Ireland has second worst staff-student ratio in higher education in OECD

Ireland’s higher education staff-to-student ratio stands at one staff member to every 23 students, while the OECD average is one to 17. File picture

Ireland has one of the worst staff-to-student ratios in higher education out of almost 40 countries in the Organisation for Economic Cooperation and Development (OECD).

Only Colombia has a worse student-staff ratio in tertiary education than Ireland out of 38 countries analyzed by the body as part of ‘Education at a Glance 2023’. Ireland’s higher education staff-to-student ratio stands at one staff member to every 23 students, while the OECD average is one to 17.

The report also shows that Ireland’s share of per-capita GDP allocated to education is under 15%, which is significantly less than the OECD average of 27%.

Its publication has prompted the Irish Federation of University Teachers to criticise the Government for “the continued failure” to adequately fund higher education.

“We are not just concerned with the levels of investment in higher education," IFUT general secretary, Frank Jones said. “We wanted to see what the OECD report told us about working and learning conditions in the sector.”
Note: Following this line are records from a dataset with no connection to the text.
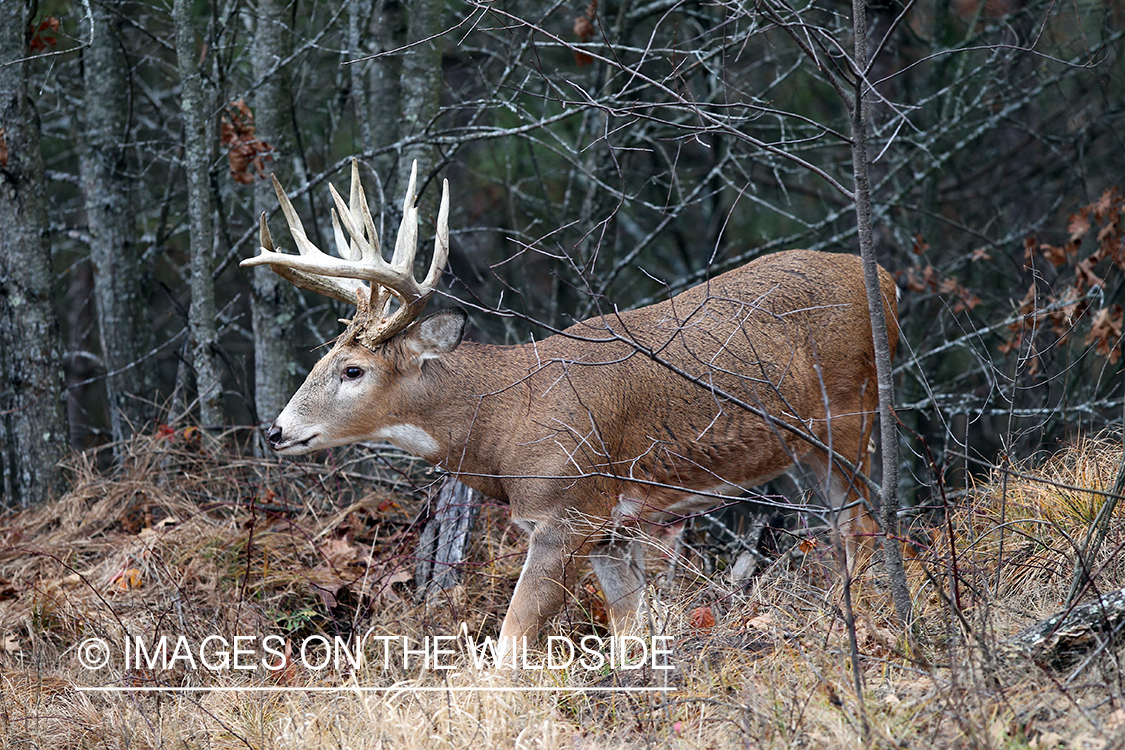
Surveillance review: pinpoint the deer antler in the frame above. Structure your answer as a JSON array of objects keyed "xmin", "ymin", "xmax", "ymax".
[{"xmin": 242, "ymin": 159, "xmax": 450, "ymax": 346}]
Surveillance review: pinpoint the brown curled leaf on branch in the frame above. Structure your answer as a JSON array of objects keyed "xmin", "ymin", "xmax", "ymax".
[
  {"xmin": 221, "ymin": 98, "xmax": 274, "ymax": 185},
  {"xmin": 573, "ymin": 1, "xmax": 597, "ymax": 66}
]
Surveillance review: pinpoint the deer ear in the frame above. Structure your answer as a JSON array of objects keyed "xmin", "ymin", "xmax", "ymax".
[{"xmin": 406, "ymin": 308, "xmax": 467, "ymax": 360}]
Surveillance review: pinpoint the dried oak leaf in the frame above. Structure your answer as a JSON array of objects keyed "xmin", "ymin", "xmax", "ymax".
[
  {"xmin": 1045, "ymin": 287, "xmax": 1081, "ymax": 339},
  {"xmin": 997, "ymin": 334, "xmax": 1022, "ymax": 355},
  {"xmin": 970, "ymin": 247, "xmax": 992, "ymax": 262},
  {"xmin": 221, "ymin": 98, "xmax": 273, "ymax": 184},
  {"xmin": 1068, "ymin": 208, "xmax": 1091, "ymax": 242},
  {"xmin": 112, "ymin": 568, "xmax": 143, "ymax": 590},
  {"xmin": 267, "ymin": 639, "xmax": 299, "ymax": 685},
  {"xmin": 902, "ymin": 266, "xmax": 928, "ymax": 293},
  {"xmin": 938, "ymin": 274, "xmax": 984, "ymax": 312},
  {"xmin": 581, "ymin": 582, "xmax": 609, "ymax": 625},
  {"xmin": 1086, "ymin": 305, "xmax": 1123, "ymax": 364},
  {"xmin": 689, "ymin": 605, "xmax": 716, "ymax": 631},
  {"xmin": 1075, "ymin": 256, "xmax": 1106, "ymax": 292},
  {"xmin": 1096, "ymin": 222, "xmax": 1121, "ymax": 261},
  {"xmin": 952, "ymin": 290, "xmax": 981, "ymax": 314},
  {"xmin": 1040, "ymin": 243, "xmax": 1070, "ymax": 268},
  {"xmin": 318, "ymin": 537, "xmax": 362, "ymax": 569},
  {"xmin": 1092, "ymin": 187, "xmax": 1121, "ymax": 222},
  {"xmin": 574, "ymin": 14, "xmax": 594, "ymax": 41}
]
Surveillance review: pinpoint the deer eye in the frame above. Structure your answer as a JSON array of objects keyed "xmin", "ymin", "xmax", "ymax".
[{"xmin": 343, "ymin": 366, "xmax": 364, "ymax": 381}]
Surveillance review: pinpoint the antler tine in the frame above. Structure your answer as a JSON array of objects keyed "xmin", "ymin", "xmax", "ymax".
[
  {"xmin": 329, "ymin": 203, "xmax": 357, "ymax": 263},
  {"xmin": 328, "ymin": 181, "xmax": 368, "ymax": 262},
  {"xmin": 329, "ymin": 159, "xmax": 380, "ymax": 263},
  {"xmin": 390, "ymin": 160, "xmax": 419, "ymax": 274},
  {"xmin": 423, "ymin": 178, "xmax": 450, "ymax": 289},
  {"xmin": 348, "ymin": 158, "xmax": 381, "ymax": 261},
  {"xmin": 259, "ymin": 209, "xmax": 275, "ymax": 252},
  {"xmin": 270, "ymin": 174, "xmax": 321, "ymax": 259}
]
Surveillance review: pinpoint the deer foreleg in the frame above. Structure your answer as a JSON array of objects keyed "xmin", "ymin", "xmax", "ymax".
[{"xmin": 497, "ymin": 522, "xmax": 588, "ymax": 663}]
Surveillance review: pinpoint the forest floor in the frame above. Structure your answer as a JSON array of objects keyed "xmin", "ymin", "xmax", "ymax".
[{"xmin": 1, "ymin": 430, "xmax": 1123, "ymax": 749}]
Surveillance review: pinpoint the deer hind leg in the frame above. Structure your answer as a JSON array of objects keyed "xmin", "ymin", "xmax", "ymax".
[
  {"xmin": 802, "ymin": 433, "xmax": 878, "ymax": 571},
  {"xmin": 497, "ymin": 521, "xmax": 592, "ymax": 662},
  {"xmin": 589, "ymin": 534, "xmax": 645, "ymax": 635}
]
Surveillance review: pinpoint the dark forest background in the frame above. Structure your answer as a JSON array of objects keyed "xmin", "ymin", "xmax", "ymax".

Ireland was also found to have one of the highest rates of students finishing secondary school education and is one of a small number of countries to achieve near-universal school completion amongst younger adults.  

Ireland was also one of a "handful" of countries where spending on childcare fell as a result of the rising number of children. The number of children enrolled was found to have outstripped the increase in expenditure in Ireland, resulting in expenditure per child falling by 4% between 2015 and 2020. 

Spending on education

Meanwhile, Ireland was found to spend less on education as a percentage of its gross domestic product (GDP) than almost all OECD countries. However, the report noted that a large share of total government expenditure devoted to education does not necessarily translate into a large share relative to a country’s GDP.

In Ireland's case, it allocates 12% of its total government expenditure towards primary to tertiary education, which is more than the OECD average of 10%. Relative to its GDP, this expenditure is relatively low at 3.2% compared to the OECD average of 4.7%. 

The report notes that this could be linked to Ireland’s GDP being inflated by the large number of tech companies that have their legal headquarters here for tax purposes. 

The three teachers' unions have called on the Government to provide further investment in education as part of the upcoming budget. “Large class sizes, insufficient staffing, and inadequate classrooms and buildings must be addressed," said ASTI president Geraldine O’Brien.

TUI President David Waters said: "Inadequate teaching allocations to schools and the failure to restore middle-management positions have long been identified by TUI as key drivers of the current teacher recruitment and retention crisis, so this continuing failure to invest appropriately has had extremely damaging effects on the profession and ultimately on the service to students." 

Primary and special schools are already under financial strain two weeks into the academic year, according to INTO general secretary John Boyle. "To plan properly, schools must be provided with adequate funding and certainty regarding payment dates prior to the start of the school year."